ABSTRACT
Following the Roman conquest, agricultural production in Britain faced increasing demand from large urban and military populations. While it has long been thought that this necessitated an increase in agricultural production, direct archaeological evidence for changes in cultivation practices has been scarce. Using a model that conceptualises cereal farming strategies in terms of intensive or extensive practices, this paper is the first study to address this question using carbon and nitrogen stable isotope data of crop remains. We report δ15N and δ13C values from 41 samples of spelt, emmer and barley from Bronze Age, Iron Age and Roman Stanwick (Northants., UK), in order to assess the intensiveness of arable farming and investigate shifts in cultivation practices in prehistoric and Roman Britain. The results demonstrate a decline in δ15N in the Roman period, suggesting that farming practices moved to lower levels of manuring and, by implication, became more extensive. δ13C values are comparable in all periods, supporting the suggestion that changes observed in human stable isotope data between the Iron Age and Roman period are best explained by dietary change rather than a shift towards higher δ13C values in plants at the base of the food chain.
Acknowledgements
Stanwick excavations were undertaken by English Heritage (now Historic England) and directed by David S. Neal. GIS mapping for the Stanwick project was undertaken by Andrew Lowerre. The authors are grateful to Alice Ughi for assistance with isotope analysis, and to Amy Styring and Elizabeth Stroud for sampling advice. We are grateful to the reviewers for constructive comments.
Disclosure Statement
No potential conflict of interest was reported by the authors.
Notes on contributors
Lisa Lodwick is a post-doctoral research fellow at All Souls College, University of Oxford. Her publications include the co-authored volume The Rural Economy of Roman Britain (Britannia Monographs, 2017). Her research interests are focussed on agricultural practices in the later prehistoric and Roman period and the utilisation of archaeobotanical and isotopic data to investigate human-plant relationships.
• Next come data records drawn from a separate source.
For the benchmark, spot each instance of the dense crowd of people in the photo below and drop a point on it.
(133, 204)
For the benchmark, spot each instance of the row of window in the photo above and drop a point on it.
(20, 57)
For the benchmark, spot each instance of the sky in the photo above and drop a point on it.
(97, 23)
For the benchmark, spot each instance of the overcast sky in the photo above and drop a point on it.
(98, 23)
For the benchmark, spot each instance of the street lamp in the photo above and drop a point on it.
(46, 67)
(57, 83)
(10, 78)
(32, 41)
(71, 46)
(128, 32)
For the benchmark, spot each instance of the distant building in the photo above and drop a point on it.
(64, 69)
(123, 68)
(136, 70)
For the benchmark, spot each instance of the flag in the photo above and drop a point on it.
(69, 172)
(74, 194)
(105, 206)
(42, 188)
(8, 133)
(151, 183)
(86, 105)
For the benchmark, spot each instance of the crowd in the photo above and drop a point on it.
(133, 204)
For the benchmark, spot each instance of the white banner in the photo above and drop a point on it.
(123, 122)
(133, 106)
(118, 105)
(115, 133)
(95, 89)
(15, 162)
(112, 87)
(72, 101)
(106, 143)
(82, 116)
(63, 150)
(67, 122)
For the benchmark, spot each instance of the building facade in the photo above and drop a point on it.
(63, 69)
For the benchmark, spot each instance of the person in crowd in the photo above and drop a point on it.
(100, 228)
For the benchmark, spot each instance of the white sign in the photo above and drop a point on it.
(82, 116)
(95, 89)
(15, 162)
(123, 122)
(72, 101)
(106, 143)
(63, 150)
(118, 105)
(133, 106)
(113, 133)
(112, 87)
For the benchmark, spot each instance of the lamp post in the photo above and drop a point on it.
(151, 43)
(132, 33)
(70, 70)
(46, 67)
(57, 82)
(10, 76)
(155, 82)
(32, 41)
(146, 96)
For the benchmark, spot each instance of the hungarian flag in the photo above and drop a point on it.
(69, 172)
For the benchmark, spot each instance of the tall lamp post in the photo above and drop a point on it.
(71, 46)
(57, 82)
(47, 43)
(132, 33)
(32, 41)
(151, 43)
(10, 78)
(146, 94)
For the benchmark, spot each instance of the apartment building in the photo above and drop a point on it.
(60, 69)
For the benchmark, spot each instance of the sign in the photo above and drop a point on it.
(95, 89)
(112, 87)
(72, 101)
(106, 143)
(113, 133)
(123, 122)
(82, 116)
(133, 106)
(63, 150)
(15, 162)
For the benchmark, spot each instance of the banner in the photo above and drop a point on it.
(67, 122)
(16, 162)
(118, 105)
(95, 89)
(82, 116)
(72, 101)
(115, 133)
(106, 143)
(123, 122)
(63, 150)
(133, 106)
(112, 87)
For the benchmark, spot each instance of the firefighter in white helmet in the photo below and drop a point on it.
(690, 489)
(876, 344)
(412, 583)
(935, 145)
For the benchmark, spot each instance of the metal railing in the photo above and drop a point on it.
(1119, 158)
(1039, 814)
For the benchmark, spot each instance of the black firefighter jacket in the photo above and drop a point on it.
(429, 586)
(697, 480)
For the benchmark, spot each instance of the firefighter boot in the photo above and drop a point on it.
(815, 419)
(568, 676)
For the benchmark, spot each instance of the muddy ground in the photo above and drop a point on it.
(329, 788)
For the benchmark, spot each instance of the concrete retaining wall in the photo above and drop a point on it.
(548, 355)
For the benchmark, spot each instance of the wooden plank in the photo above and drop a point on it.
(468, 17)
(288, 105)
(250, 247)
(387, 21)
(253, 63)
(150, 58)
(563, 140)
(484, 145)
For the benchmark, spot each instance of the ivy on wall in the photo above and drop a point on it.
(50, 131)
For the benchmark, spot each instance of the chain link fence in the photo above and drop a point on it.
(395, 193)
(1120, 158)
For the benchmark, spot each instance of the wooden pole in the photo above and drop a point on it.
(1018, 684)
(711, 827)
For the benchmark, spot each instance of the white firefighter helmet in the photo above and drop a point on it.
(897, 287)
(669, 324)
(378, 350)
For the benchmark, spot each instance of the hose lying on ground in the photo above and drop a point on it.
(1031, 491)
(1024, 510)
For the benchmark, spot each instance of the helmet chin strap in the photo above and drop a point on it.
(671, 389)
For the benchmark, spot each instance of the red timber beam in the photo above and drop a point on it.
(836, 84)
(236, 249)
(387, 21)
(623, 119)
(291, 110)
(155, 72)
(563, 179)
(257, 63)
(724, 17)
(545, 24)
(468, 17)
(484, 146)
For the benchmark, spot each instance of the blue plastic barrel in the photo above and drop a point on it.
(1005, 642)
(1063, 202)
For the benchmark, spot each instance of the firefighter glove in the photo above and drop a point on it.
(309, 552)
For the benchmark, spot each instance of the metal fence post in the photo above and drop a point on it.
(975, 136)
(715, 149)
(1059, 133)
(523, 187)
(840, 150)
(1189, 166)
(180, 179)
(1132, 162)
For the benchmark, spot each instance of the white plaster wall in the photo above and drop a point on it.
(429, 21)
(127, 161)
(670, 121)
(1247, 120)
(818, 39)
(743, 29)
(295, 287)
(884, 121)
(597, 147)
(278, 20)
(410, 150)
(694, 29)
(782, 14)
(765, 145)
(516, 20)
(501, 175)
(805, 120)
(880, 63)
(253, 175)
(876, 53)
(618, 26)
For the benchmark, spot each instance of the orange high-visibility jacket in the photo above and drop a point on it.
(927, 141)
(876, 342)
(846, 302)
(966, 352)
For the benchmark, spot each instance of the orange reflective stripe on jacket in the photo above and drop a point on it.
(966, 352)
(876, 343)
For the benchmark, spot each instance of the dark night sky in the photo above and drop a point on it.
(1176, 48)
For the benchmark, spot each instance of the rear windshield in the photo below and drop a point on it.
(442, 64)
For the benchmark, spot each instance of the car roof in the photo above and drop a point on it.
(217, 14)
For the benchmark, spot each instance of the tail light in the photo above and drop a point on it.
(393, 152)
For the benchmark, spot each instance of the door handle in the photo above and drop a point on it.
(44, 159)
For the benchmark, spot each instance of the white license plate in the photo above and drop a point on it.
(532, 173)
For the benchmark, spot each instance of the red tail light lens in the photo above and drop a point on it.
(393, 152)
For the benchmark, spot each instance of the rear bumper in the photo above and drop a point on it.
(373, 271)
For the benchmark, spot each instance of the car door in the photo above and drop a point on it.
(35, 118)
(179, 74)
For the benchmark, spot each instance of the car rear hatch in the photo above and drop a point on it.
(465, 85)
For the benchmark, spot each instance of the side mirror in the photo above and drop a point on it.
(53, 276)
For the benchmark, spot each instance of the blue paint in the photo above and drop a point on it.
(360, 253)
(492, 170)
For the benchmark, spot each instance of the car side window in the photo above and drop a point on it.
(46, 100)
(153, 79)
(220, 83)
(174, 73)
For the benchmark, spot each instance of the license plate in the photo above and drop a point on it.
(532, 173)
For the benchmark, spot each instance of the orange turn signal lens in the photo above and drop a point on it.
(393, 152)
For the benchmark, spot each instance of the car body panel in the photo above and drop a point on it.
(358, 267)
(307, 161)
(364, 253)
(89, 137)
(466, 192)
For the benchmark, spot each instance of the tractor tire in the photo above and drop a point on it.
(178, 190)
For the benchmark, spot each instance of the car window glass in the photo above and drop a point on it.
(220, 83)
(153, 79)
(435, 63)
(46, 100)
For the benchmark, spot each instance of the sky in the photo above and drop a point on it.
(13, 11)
Gill Campbell is Head of Environmental Studies at Historic England, managing a team of six heritage scientists. Her research focuses on the utilisation of plant resources in the past, the ecological history of England and the development and improvement of environmental archaeological practice. Gill is chair of the Association for Environmental Archaeology (AEA) and a member of Forum for Information Standards in Heritage (FISH) terminology Working Group with responsibility for the Archaeological Sciences Thesaurus http://www.heritage-standards.org.uk/fish-vocabularies/
Vicky Crosby is an archaeologist working for Historic England's Archaeological Investigation Team. She specialises in Iron Age and Romano-British rural settlement and economy, and currently leads the Raunds Iron Age and Romano-British Project.
Gundula Müldner is an Associate Professor in Bioarchaeology at the University of Reading, where she specialises in isotope approaches for the reconstruction of diet and mobility in animals and humans. She has a special interest in dietary changes related to cultural and socio-economic transitions in the last 2000 years.